Les professionnels des soins palliatifs, emmenés par leur société savante, la Sfap, font partie des plus ardents opposants à l'euthanasie et au suicide assisté. Ils y sont défavorables à 85%, selon un sondage OpinionWay pour la Sfap (en PDF) réalisé en 2022. "Donner la mort n'est pas un soin", martèle leur porte-voix, Claire Fourcade, qui cite volontiers cet extrait de la définition des soins palliatifs de l'Organisation mondiale de la santé (OMS) :
"Les soins palliatifs n'entendent ni accélérer ni repousser la mort."

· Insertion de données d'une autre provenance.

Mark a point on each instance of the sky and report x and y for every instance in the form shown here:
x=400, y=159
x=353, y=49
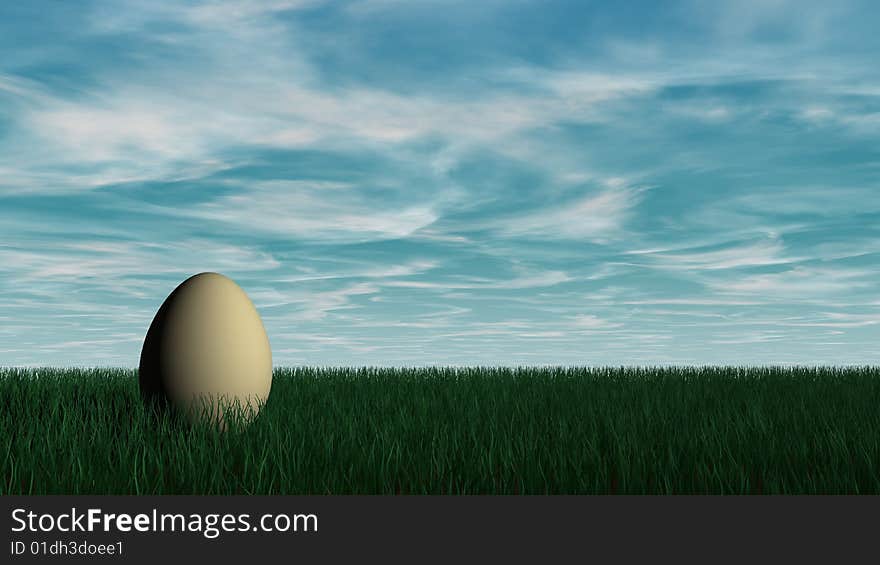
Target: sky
x=426, y=182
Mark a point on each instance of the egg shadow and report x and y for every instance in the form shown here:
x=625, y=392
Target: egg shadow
x=151, y=381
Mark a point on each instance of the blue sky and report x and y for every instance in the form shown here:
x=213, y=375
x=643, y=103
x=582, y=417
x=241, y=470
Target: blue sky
x=446, y=182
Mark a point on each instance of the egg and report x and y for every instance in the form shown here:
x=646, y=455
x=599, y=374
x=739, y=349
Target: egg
x=207, y=351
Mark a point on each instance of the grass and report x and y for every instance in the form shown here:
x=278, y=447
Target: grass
x=463, y=431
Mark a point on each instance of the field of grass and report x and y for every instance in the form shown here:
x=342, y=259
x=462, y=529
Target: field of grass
x=473, y=430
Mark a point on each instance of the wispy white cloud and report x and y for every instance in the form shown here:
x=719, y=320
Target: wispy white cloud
x=596, y=217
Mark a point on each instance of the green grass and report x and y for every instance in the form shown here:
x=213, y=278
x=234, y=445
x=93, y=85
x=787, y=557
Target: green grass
x=473, y=430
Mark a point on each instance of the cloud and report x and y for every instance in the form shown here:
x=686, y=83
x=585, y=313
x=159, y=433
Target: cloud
x=769, y=251
x=799, y=283
x=596, y=217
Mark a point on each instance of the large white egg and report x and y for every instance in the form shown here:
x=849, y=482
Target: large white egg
x=207, y=350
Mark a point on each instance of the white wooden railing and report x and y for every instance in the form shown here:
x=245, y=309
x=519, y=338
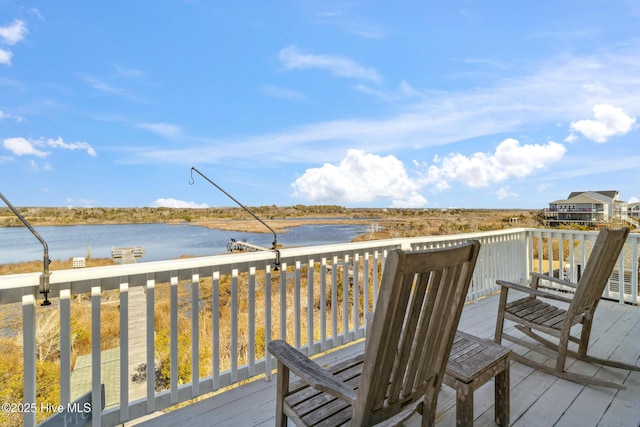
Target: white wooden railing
x=305, y=302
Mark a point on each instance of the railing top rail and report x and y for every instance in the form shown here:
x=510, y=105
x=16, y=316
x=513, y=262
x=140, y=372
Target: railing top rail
x=12, y=287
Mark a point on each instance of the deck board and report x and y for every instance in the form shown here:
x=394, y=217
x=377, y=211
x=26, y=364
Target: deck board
x=536, y=398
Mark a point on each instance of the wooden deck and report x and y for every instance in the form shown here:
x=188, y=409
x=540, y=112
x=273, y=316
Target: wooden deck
x=537, y=399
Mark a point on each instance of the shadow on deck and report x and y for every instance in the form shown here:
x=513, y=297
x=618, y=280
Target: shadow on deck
x=536, y=398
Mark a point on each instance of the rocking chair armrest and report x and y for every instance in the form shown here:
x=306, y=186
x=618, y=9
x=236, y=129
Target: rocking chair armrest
x=532, y=291
x=535, y=275
x=310, y=372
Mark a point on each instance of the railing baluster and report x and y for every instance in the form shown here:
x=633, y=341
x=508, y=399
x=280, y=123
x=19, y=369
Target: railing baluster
x=151, y=371
x=124, y=349
x=365, y=286
x=215, y=329
x=323, y=304
x=173, y=336
x=355, y=311
x=267, y=320
x=195, y=333
x=252, y=321
x=296, y=304
x=283, y=301
x=65, y=344
x=234, y=325
x=96, y=365
x=29, y=356
x=345, y=300
x=310, y=308
x=334, y=300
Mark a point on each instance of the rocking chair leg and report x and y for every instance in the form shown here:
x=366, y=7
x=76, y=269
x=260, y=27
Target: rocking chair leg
x=500, y=320
x=579, y=378
x=282, y=385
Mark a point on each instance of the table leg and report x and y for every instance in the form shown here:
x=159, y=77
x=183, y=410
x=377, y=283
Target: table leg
x=502, y=396
x=464, y=404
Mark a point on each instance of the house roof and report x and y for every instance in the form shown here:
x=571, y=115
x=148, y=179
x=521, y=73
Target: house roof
x=580, y=198
x=611, y=194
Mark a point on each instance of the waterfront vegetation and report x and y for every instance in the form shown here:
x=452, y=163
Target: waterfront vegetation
x=394, y=223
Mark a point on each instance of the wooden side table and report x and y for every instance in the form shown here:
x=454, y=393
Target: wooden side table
x=473, y=362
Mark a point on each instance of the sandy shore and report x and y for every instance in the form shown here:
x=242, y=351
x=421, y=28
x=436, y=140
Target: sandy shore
x=279, y=225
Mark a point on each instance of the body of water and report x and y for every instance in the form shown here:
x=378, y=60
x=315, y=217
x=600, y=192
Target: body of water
x=160, y=241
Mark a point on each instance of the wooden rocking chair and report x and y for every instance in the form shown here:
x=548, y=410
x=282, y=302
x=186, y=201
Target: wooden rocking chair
x=416, y=316
x=532, y=313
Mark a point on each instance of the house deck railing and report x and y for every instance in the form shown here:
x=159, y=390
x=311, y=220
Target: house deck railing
x=223, y=309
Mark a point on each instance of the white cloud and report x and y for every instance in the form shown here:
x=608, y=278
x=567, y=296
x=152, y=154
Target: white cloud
x=23, y=147
x=337, y=65
x=510, y=159
x=174, y=203
x=553, y=92
x=59, y=143
x=30, y=147
x=282, y=93
x=359, y=178
x=503, y=193
x=168, y=130
x=608, y=121
x=5, y=56
x=13, y=33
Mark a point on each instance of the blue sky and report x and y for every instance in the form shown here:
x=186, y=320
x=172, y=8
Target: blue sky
x=494, y=104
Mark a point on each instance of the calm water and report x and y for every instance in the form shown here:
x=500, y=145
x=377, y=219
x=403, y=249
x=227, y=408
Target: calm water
x=160, y=241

Organisation mondiale de la santé
Attachée au "respect de la vie", la Sfap dit défendre des valeurs de "fraternité" et de "non-abandon" des malades. Elle craint que l'aide active à mourir devienne une solution de facilité face aux souffrances, au détriment des soins palliatifs, plus complexes et plus coûteux. Elle s'inquiète aussi d'une "pression insidieuse" qui pourrait s'exercer sur les plus fragiles et redoute enfin une crise des vocations, car "le médecin ne peut pas être celui qui soigne et celui qui tue".

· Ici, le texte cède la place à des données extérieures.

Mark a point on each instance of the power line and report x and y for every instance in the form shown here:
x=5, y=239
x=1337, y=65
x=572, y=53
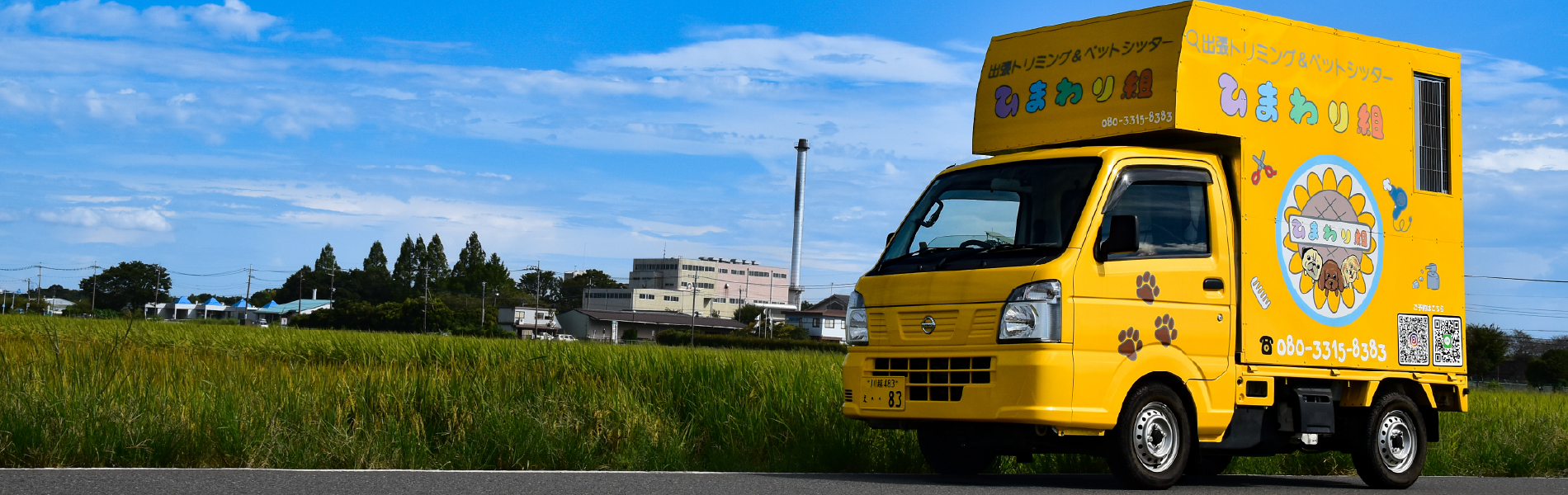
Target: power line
x=1517, y=279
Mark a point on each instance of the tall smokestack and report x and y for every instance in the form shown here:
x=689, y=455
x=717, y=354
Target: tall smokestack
x=800, y=219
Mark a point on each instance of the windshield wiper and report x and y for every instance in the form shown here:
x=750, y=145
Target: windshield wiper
x=925, y=251
x=993, y=248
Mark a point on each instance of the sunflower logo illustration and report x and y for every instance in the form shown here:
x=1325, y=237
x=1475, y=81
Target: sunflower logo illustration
x=1330, y=240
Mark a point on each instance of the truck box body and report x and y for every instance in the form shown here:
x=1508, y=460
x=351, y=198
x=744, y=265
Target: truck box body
x=1333, y=118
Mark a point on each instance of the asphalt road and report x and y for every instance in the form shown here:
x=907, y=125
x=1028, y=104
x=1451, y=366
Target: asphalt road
x=607, y=483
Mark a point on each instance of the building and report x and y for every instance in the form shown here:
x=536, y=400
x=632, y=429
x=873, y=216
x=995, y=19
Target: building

D'autres professionnels se montrent plus ouverts à une nouvelle loi. Dans le privé non lucratif, 29% des médecins et 57% des autres soignants en soins palliatifs sont favorables à l'aide à mourir, selon une enquête d'opinion menée en 2022 auprès des membres de la Fehap, première fédération du secteur. Une partie des "palliativistes" se disent même prêts à pratiquer le dernier geste, comme certains de leurs confrères à l'étranger. En Belgique, des euthanasies sont réalisées dans des unités de soins palliatifs. "Je ne raccourcis pas la vie, seulement l'agonie", explique à franceinfo la médecin Corinne Van Oost. Pour ces soignants, donner la mort peut être considéré comme un soin, ultime, offert à certains malades.